Chief Minister Devendra Fadnavis had convened a meeting Tuesday with local politicians, officials representing Indian Oil, BPCL, Hindustan Petroleum, and various non-government organisations under the banner of Konkan Vinashkari Prakalp Virodhi Samiti.
Giving nod to include representatives from every organisation in the coordination committee, Fadnavis got experts to dispel fears about pollution likely to be caused by the oil refinery. The presentation showed the green oil refinery would not pose any hazard to the environment, with the CM claiming it would lead to “zero pollution”.
Ever since the project was cleared a year ago by the Union cabinet, there have been environmental concerns from various quarters, including NDA ally Shiv Sena.
Stating that Maharashtra had taken a lead in the country to provide the “best compensation and rehabilitation package to people affected by projects”, Fadnavis directed the officials to come out with a “model package”.
The oil refinery will be set up at Rajapur in Ratnagiri district of Konkan, 400 km from Mumbai. The project will be called West Coast Refinery.

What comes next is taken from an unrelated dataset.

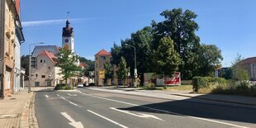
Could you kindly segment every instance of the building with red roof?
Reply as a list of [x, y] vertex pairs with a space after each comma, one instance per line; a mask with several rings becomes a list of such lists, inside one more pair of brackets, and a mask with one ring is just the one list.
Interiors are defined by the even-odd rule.
[[57, 57], [43, 50], [36, 57], [36, 65], [31, 69], [31, 86], [55, 86], [63, 81], [60, 69], [55, 67]]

Almost 16,000 acres have been identified and declared as industrial zone under the Maharashtra Industrial Development Corporation (MIDC) Act for the project. Fadnavis assured: “We are going to provide best compensation, which would be a model for the entire country as it would have addressed concerns of each and every
family.” He added: “We have adopted a policy to collaborate and not confront. We don’t allow coercion in any of our projects; welfare of people is our top priority.”
The CM also stressed that every development project in the state had adequate safeguards to protect the environment. A senior Shiv Sena minister said, “Initially, we were opposed to the project tooth and nail. We were concerned that the oil refinery would destroy the flora and fauna of the region. But when it was brought to our notice that this would be a green oil refinery, we have decided to cooperate.” He added: “If the villagers are ready to support the project, why would we oppose?”